Prove that if $a_n$ is a sequence such that every subsequence of $a_n$ has a further subsequence converging to $0$, then $a_n \to 0$.

Let $\sigma: \mathbb{N} \to \mathbb{N}$ be a strictly increasing function. Suppose that $b_{n} = a_{\sigma(n)}$ is a subsequence of $a_n$. Then $c_{n} = b_{\sigma(n)} \to 0$ is a subsequence of $b_n$. If $\varepsilon > 0$, then there is an $N \in \mathbb{N}$ such that $n \geq N$ implies that $c_{n} \in (-\varepsilon, \varepsilon)$.

From here, I have to show that $a_n \in (-\varepsilon, \varepsilon)$.

Now what? $c_n \leq b_n \leq a_n$. Could I use the Squeeze theorem?

2. actually use the following theorem twice: $a_n \to L \Longleftrightarrow$ every subsequence of $a_n$ converges to $L$?

Is this correct?

3. possibly yes..

EDIT: but if i read and interpret it correct, it doesn't tell you that every subsequence of the subsequence of a_n also converges to 0.

4. Originally Posted by particlejohn
"every subsequence of $a_n$ converges to $L$"
you do not have this condition. we are told "every subsequence of has a further subsequence converging to " it is a different statement

5. yes, but this is a general theorem about subsequences. A subsequence is also a sequence right? Regardless, is my approach correct?

6. if you are going to use that, you have to show that every subsequence of the subsequence of a_n also converges to 0.

7. Originally Posted by kalagota
possibly yes..

EDIT: but if i read and interpret it correct, it doesn't tell you that every subsequence of the subsequence of a_n also converges to 0.

Oh okay. It just has $1$ subsequence converging to $0$?
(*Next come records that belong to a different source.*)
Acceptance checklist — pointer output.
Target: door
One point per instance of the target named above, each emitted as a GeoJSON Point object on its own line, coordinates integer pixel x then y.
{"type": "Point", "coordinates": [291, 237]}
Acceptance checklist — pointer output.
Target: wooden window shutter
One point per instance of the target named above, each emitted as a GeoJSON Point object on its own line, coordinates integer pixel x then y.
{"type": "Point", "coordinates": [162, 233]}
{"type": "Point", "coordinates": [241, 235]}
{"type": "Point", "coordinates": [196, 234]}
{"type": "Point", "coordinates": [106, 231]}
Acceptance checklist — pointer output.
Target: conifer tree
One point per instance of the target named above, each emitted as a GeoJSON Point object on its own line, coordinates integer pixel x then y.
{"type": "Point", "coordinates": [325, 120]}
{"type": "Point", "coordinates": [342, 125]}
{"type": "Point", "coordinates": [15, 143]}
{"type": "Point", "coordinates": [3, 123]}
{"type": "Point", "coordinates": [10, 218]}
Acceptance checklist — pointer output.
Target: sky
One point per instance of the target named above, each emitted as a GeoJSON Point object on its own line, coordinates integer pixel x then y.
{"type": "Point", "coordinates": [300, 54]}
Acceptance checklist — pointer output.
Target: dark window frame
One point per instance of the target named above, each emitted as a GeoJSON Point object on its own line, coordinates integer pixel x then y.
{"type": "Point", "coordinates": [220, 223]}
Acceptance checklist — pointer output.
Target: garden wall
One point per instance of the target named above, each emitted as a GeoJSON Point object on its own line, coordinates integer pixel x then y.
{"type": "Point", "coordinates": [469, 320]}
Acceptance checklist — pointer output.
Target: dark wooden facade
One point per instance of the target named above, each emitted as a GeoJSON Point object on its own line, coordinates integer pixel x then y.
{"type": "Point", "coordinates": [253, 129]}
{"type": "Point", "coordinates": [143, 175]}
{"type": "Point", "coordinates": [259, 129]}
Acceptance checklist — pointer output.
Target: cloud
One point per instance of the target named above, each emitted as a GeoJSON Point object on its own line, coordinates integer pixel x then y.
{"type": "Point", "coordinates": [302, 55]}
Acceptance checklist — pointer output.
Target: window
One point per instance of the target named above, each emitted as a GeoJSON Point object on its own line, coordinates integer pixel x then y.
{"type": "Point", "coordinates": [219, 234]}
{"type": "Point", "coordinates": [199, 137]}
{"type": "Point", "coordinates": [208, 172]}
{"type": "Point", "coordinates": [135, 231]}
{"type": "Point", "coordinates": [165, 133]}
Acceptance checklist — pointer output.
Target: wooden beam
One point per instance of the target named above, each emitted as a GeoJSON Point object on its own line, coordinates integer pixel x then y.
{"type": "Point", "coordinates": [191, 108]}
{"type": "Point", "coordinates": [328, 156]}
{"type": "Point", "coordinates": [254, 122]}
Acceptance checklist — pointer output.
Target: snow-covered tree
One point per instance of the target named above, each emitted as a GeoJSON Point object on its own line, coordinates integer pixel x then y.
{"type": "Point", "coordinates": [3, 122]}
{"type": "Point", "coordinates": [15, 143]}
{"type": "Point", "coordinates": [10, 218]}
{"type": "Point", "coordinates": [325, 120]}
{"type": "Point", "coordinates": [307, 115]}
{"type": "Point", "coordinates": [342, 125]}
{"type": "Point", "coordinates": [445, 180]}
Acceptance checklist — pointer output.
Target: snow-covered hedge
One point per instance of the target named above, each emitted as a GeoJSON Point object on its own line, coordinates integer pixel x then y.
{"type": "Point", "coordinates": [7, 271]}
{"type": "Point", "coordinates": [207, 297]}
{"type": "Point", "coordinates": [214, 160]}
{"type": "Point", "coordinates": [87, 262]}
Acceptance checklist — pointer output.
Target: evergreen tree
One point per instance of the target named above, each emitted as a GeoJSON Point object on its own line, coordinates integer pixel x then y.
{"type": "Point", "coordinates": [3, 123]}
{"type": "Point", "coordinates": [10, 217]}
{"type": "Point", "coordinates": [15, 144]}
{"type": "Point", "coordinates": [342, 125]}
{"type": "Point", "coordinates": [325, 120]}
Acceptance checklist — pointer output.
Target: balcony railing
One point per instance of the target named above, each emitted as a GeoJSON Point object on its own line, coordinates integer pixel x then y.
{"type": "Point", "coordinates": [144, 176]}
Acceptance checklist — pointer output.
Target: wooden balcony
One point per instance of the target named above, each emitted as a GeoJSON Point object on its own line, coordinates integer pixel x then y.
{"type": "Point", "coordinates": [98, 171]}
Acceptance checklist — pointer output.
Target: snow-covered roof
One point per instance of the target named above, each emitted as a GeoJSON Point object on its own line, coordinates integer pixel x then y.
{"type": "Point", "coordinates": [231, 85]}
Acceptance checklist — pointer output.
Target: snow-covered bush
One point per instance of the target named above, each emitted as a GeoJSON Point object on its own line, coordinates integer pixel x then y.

8. Let $\{a_n\}$ be a sequence such that for any subsequence of $\{a_n\}$ we can find a subsequence which is convergent to zero. Assume that $a_n$ does not converge to zero, then it means for some $\epsilon > 0$ there are some $a_{n_1},a_{n_2}, ...$ such that $|a_{n_k}|\geq \epsilon$. The sequence $\{ a_{n_k}\}$ is a subsequence of $\{a_n\}$ but it does not have any subsequence which is convergent to zero since all its terms are $\geq \epsilon$ in absolute value. This is a contradiction. Thus, $\{ a_n\}$ must be convergent to zero.

This is Mine 11th Post!!!